Dallas Opens First Shelter for Harvey Evacuees

Displaced Texans in need of shelter should report to the Tommie Allen Recreation Center: Red Cross

Texans evacuating from the Gulf Coast are finding safety in North Texas.

The Dallas Office of Emergency Management opened at shelter Friday at the Walnut Hill Recreation Center to accommodate evacuees from Hurricane Harvey.

The rec center can accommodate up to 500 people, and by 4 a.m. Saturday, there were already more than 200 people checked in.

A second shelter was set to open Saturday at the Tommie Allen Recreation Center, located at 7071 Bonnie View Road in Dallas. Displaced residents who have not already checked in to another shelter should report to the Tommie Allen location, according to a Red Cross spokesperson.

Texas Department of Transportation signs along the highway in Ellis County instructed evacuees to call 2-1-1 to find out which Dallas shelters that are open.

Paula Chambers and Lara Raney arrived in North Dallas Friday morning from Houston. They were there during Hurricane Ike, and did not want to go through anything like that again.

"Where we live our whole street floods. You know there is nothing you can do. It is sad. It really is.
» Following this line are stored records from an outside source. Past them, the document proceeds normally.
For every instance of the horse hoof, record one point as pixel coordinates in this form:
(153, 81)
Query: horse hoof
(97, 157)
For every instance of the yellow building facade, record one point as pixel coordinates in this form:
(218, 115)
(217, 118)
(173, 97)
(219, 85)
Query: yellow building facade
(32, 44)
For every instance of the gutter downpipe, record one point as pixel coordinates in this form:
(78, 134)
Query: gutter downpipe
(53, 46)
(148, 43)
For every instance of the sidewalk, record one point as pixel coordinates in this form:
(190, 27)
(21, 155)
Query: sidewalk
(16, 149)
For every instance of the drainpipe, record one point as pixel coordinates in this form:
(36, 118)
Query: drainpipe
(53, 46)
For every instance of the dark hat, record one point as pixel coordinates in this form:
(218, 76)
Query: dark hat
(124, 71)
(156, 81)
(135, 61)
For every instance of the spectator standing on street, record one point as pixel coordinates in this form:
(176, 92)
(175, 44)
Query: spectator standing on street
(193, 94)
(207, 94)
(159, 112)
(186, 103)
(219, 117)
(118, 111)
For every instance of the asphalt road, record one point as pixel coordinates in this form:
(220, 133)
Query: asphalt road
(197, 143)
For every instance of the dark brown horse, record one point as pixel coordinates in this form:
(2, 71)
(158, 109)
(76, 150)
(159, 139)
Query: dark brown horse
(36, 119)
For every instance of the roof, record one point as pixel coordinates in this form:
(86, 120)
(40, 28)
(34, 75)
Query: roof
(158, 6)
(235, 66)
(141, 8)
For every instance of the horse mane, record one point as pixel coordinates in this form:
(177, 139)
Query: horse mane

People lose their lives, so I hope people listen and evacuate," Chambers said.

They decided to leave early this morning when the storm gained strength.

"I went to the store the night before we left, and people were fighting in the store over water. There was no water. All the shelves were empty. The gas lines were crazy, so I don't want to do that again," she added.

Elaine and Raymond Brundrett live in Corpus Christi, right near the water. They decided Thursday to head to North Texas to stay with their niece. At one point in their drive, they were going just 6 miles per hour.

"I lived through Hurricane Celia in 1970. We lost our roof. We kept adding quilts, on top of quilts, on top of quilts, and I kept hearing this roaring of wind — 160 miles an hour — and I didn't want to do it. And with this coming in at night, it would have been worse because that came in during the day," said Elaine Brundrett, who added, "like everybody says, you can replace things but you can't replace yourselves."